Ahmed Hamad lived in a settlement for internally displaced people near Massawa in Eritrea. Over 40,000 conflict-affected people have been resettled while 13,000 remain in temporary camps.


Due to weather changes and cycles of drought leading to a lack of clean water, many children in Eritrea remain vulnerable to diarrhoea, acute respiratory infections and malnutrition. Only 60 per cent of the rural population has access to potable water and only one out of ten rural villages has a latrine of any kind. Global acute malnutrition rates in 2005/2006 ranged from 11 to 21 per cent among under-five children. The Government, supported by UN agencies, continues to resettle internally displaced persons (IDPs), which is putting an extra burden on already stretched basic social services in villages of return. Over 40,000 IDPs have been resettled, while 13,000 are still in camps.


As cluster lead in nutrition and water & sanitation, UNICEF works to address the consequences of previous droughts targeting 45,000 children, including over 10,000 malnourished children for treatment and care, and 60,000 drought-affected people for water & sanitation. UNICEF maintains its capacity to respond to the needs of an estimated 20,000 people affected by any environmental weather change, possibly leading to disease outbreaks, and to the needs of the remaining 13,000 IDPs.

Health and nutrition: Some 13,000 IDPs (including 2,000 under-five children) in Gash Barka and Debub regions, 45,000 under-five children (including 10,700 severely and moderately malnourished children) and pregnant women will be targeted. UNICEF will procure/distribute essential emergency drugs and equipment; support 53 therapeutic feeding centres and 39 community-based therapeutic feeding sites; ensure national coverage of supplementary feeding to moderately malnourished children; ensure malaria control and distribute 10,000 insecticide-treated mosquito nets; support training of health staff; and improve coordination and data collection. 

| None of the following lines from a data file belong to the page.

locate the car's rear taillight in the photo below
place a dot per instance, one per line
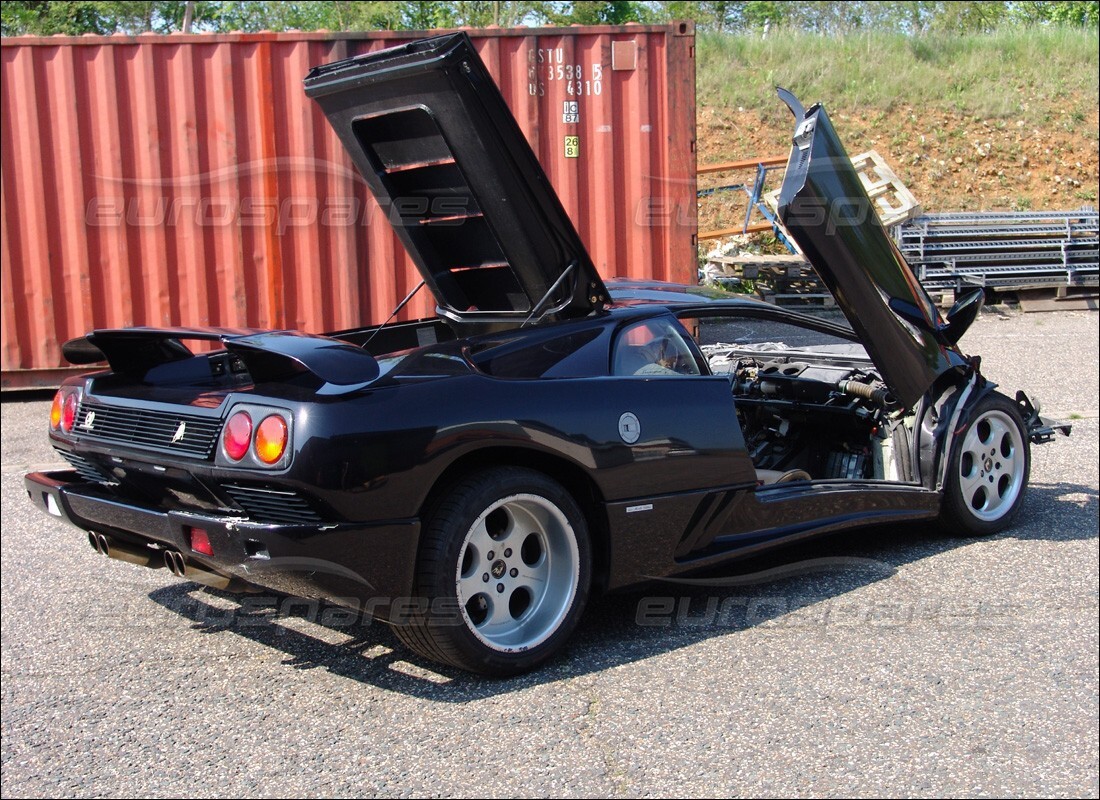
(238, 436)
(271, 439)
(55, 411)
(68, 412)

Water, sanitation and hygiene: Some 60,000 persons will be targeted with activities for increased access to clean water and sanitation facilities. UNICEF will support the construction of 10 water supply systems; rehabilitate 30 unprotected dug wells and/or drill 20 boreholes followed by the installation of handpumps; provide water trucking; promote ‘open defecation-free’ villages; train 50 village technicians; and provide clean water and sanitation facilities for children in 10 primary schools.

Education: A total of 6,450 children and 540 teachers will benefit from basic school materials and recreational kits, the training of teachers and the construction of 35 temporary classroom structures.

Child protection: UNICEF will develop 20 child-friendly spaces; train social and community workers on response to violence/abuse; support prevention, psychosocial counselling and family tracing; supply recreational kits; and provide alternative income-generating activities for the early recovery of 4,000 vulnerable families. 

Mine action: UNICEF will support 14 mine-risk education teams and 1,000 community volunteers for the sensitization of 50,000 people, including 15,000 children; and support psychosocial counselling for injured children.

Non-food items: Some 33,000 vulnerable people, including IDPs, will be targeted with a special focus on child- and female-headed households.

Summary of UNICEF financial needs for 2008
Sector US$
Health and nutrition 4,000,000
Water, sanitation and hygiene 5,000,000
Education 1,300,000
Child protection 1,500,000
Mine action 375,000
Non-food Items 800,000
Total* 12,975,000

* The total includes a maximum recovery rate of 7 per cent. The actual recovery rate on contributions will be calculated in accordance with UNICEF Executive Board Decision 2006/7 dated 9 June 2006.